LECCIÓN 58. Repaso de las lecciones 36 – 40

(36) Mi santidad envuelve todo lo que veo.

De mi santidad procede la percepción del mundo real. Habiendo perdonado, ya no me considero culpable. Puedo aceptar la inocencia que es la verdad con respecto a mí mismo. Cuando veo el mundo con los ojos del entendimiento, sólo veo su santidad porque lo único que puedo ver son los pensamientos que tengo acerca de mí mismo.

(37) Mi santidad bendice al mundo.

La percepción de mi santidad no me bendice únicamente a mí. Todas las personas y todo cuanto veo en su luz comparten la dicha que mi santidad me brinda. No hay nada que esté excluido de esta dicha porque no hay nada que no comparta mi santidad. A medida que reconozca mi santidad, la santidad del mundo se alzará resplandeciente para que todos la vean.

(38) No hay nada que mi santidad no pueda hacer.

El poder curativo de mi santidad es ilimitado porque su poder para salvar es ilimitado. ¿De qué me tengo que salvar, sino de las ilusiones? ¿Y qué son las ilusiones sino falsas ideas acerca de mí? Mi santidad las desvanece a todas al afirmar la verdad de lo que soy. En presencia de mi santidad, la cual comparto con Dios Mismo, todos los ídolos desaparecen.

(39) Mi santidad es mi salvación.

Puesto que mi santidad me absuelve de toda culpa, reconocer mi santidad es reconocer mi salvación. Es también reconocer la salvación del mundo. Una vez que haya aceptado mi santidad, nada podrá atemorizarme. Y al no tener miedo, todos compartirán mi entendimiento, que es el regalo que Dios me hizo a mí y al mundo.

(40) Soy bendito por ser un Hijo de Dios.

En esto reside mi derecho a lo bueno y sólo a lo bueno. Soy bendito por ser un Hijo de Dios. Todo lo que es bueno me pertenece porque así lo dispuso Dios. Por ser Quien soy no puedo sufrir pérdida alguna, ni privaciones ni dolor. Mi Padre me sustenta, me protege y me dirige en todo. El cuidado que me prodiga es infinito y eterno. Soy eternamente bendito por ser Su Hijo.


Comentario:

Mi percepción necesita corrección al punto de sólo ver la condición en la que fui creado, la Santidad.

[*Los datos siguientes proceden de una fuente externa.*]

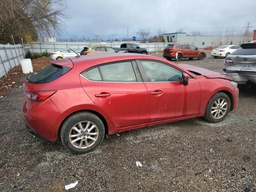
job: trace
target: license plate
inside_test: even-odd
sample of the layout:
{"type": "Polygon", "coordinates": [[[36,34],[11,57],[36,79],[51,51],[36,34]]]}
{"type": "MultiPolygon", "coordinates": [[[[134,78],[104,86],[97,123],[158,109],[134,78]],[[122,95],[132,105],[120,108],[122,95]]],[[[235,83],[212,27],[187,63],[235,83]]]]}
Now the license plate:
{"type": "Polygon", "coordinates": [[[241,68],[243,69],[251,69],[252,64],[242,64],[241,68]]]}

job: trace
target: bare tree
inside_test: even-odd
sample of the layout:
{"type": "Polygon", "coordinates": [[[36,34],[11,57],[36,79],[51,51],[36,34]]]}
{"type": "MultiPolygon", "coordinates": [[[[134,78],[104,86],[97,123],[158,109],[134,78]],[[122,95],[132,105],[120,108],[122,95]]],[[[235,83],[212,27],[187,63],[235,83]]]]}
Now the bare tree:
{"type": "Polygon", "coordinates": [[[192,31],[192,36],[199,36],[201,34],[201,32],[199,31],[192,31]]]}
{"type": "Polygon", "coordinates": [[[164,38],[164,34],[166,33],[166,31],[160,28],[156,30],[156,32],[157,42],[161,42],[164,38]]]}
{"type": "MultiPolygon", "coordinates": [[[[8,0],[0,1],[0,42],[10,42],[11,35],[16,40],[33,40],[38,36],[52,36],[63,28],[65,0],[8,0]]],[[[19,42],[19,41],[18,41],[19,42]]]]}
{"type": "Polygon", "coordinates": [[[150,30],[149,29],[139,29],[139,31],[138,32],[138,34],[142,40],[143,40],[143,42],[145,43],[145,41],[146,39],[149,37],[149,36],[150,34],[150,30]]]}

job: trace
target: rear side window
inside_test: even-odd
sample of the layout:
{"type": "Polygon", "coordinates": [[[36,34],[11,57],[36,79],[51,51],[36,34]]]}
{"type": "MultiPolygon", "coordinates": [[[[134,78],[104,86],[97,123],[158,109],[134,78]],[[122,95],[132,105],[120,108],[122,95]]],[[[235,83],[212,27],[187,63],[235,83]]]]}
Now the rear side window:
{"type": "Polygon", "coordinates": [[[170,48],[172,48],[173,47],[173,45],[168,45],[167,46],[165,47],[166,49],[170,49],[170,48]]]}
{"type": "Polygon", "coordinates": [[[82,74],[86,78],[93,81],[101,81],[101,76],[98,67],[94,68],[82,74]]]}
{"type": "Polygon", "coordinates": [[[100,69],[104,81],[134,82],[137,81],[130,62],[103,65],[100,69]]]}
{"type": "Polygon", "coordinates": [[[47,66],[28,78],[28,82],[34,84],[47,83],[58,79],[71,68],[53,64],[47,66]]]}
{"type": "Polygon", "coordinates": [[[256,48],[244,49],[240,47],[231,53],[231,54],[238,55],[256,55],[256,48]]]}

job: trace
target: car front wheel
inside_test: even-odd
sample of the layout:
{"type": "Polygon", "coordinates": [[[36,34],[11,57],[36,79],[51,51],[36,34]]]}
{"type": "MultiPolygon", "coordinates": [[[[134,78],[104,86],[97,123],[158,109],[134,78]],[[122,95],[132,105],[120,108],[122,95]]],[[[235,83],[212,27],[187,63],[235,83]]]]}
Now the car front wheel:
{"type": "Polygon", "coordinates": [[[75,154],[94,150],[102,142],[105,134],[102,122],[91,113],[80,112],[68,118],[60,130],[62,144],[75,154]]]}
{"type": "Polygon", "coordinates": [[[218,92],[208,102],[204,118],[209,122],[217,123],[224,119],[230,109],[230,100],[226,94],[218,92]]]}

Todo pensamiento que se opone a la Voluntad de Dios, nubla mi percepción, y por ende, no veo con claridad, ni puedo entender como se manifiesta la Voluntad de Dios. Mis juicios de separación y miedo, a los cuales les he otorgado valor, imposibilitan que pueda ver el Amor que todo lo rodea.

Esta corrección requiere un cambio en mi manera de ver, mi sistema de pensamiento es el cristal por el cual veo al mundo, si no modifico el sistema de pensamiento, no veré otro mundo. Las bases del sistema de pensamiento del ego, provienen de la separación y el miedo. Las bases del sistema de pensamiento del Espíritu Santo están firmemente arraigadas en Dios, Su Amor y la unidad que todo lo Creado comparte con Él. Las experiencias a que dan lugar, son completamente opuestas.

Tu identificación con uno u otro sistema de pensamiento, determina lo que crees de ti mismo, de tus hermanos, del mundo y de Dios. Mas, la Realidad de tu Identidad no cambia por tu elección. Puedes elegir soñar cualquier cosa, pero sólo será una decisión temporal, porque al final, despertarás. Nada cambia, sólo tú conciencia de ello. Sólo haz velado la conciencia de tu Santidad y tu relación con Dios, pero no has eliminado ni la Santidad ni a Dios. Hazte a un lado, y acepta que se te indique el camino de retorno.